Things I Want to Relearn
The curve of your own smile. Sometimes you touch your fingers to the corners of your mouth just to feel the way they turn up when the sun kisses your lips. You don't always believe that your body remembers how to express joy.
Then there's the bliss--more a memory now--of abandoning yourself to the woods. The city, a thing forgotten like an unremarkable story or adequate meal. Where is that spontaneous wildling unafraid to go deeper? The forest (be it in a book, heart, or landscape) is made up only of trees and dreams and roots and shadows, after all. And they all want you there, going so far as to lay down a bed of fallen leaves to pad your steps and covering their rocks with moss so that you may rest your head in comfort. It has been so long since you listened to their secrets. So long since you told them yours.
And how did that game go, where you picked your way across the stream, searching for the next foothold on rocks smoothed over by the water's caress? You weren't always thinking of snakes and eels hiding under them. You weren't always worried about slipping. There was only the cool, clean feel of the water lapping at your feet and rushing between your toes. Feel it now and let the wet ripples carry away your worries.
And you can't forget your hair, nor the times you wore it loose and wild (though some would call it a thorny thicket or a nest of copper wires--but those are voices best forgotten as you relish the way your curly auburn locks cascade down your naked back and fall around your open shoulders). You must remember how to weave flowers into your long tresses and let the only chains you wear be made of daisies.
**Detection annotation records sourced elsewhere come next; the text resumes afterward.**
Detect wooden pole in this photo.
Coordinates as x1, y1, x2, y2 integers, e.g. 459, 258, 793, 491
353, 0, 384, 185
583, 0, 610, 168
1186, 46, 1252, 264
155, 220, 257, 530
Next, find those delicious beats that pull you toward the dance floor. Court your inner hedonist and let her play and laugh and move her body in the way that it was meant to be moved: in time to the heady heartbeat of congas and claves and vocal chords wrapped tight around a melody. This is you remembering that your natural state is joy--and that there's nothing wrong in sinking into a song's lusty embrace.
Perhaps by reclaiming these pieces of yourself--like stray strands of string and dandelion heads--you can begin to weave a new story unfettered by the dead-end plots that made you forget yourself in the first place. You never belonged at the bottom of a well or stuck under the heel of another's boot.
Weave together more forgotten things into this wild tapestry: scraps of bright ribbon and grapevines, bits of memory and the feathered corners of well-loved books. Stitch it all together with those small pops of energy that tell you everything you need to know before logic tries to smother the sparks. Then, when you have incorporated your last fingernail and sage leaf, finish it off with the whispers of the universe--here in a dream, there in the roadrunner crossing your path--that ask you to remember, relearn, truly understand that you are a daughter of the moon.
That your life is in long fingers curling around tree bark, feet resting on fat branches, as you peer past the foliage into the endless horizon.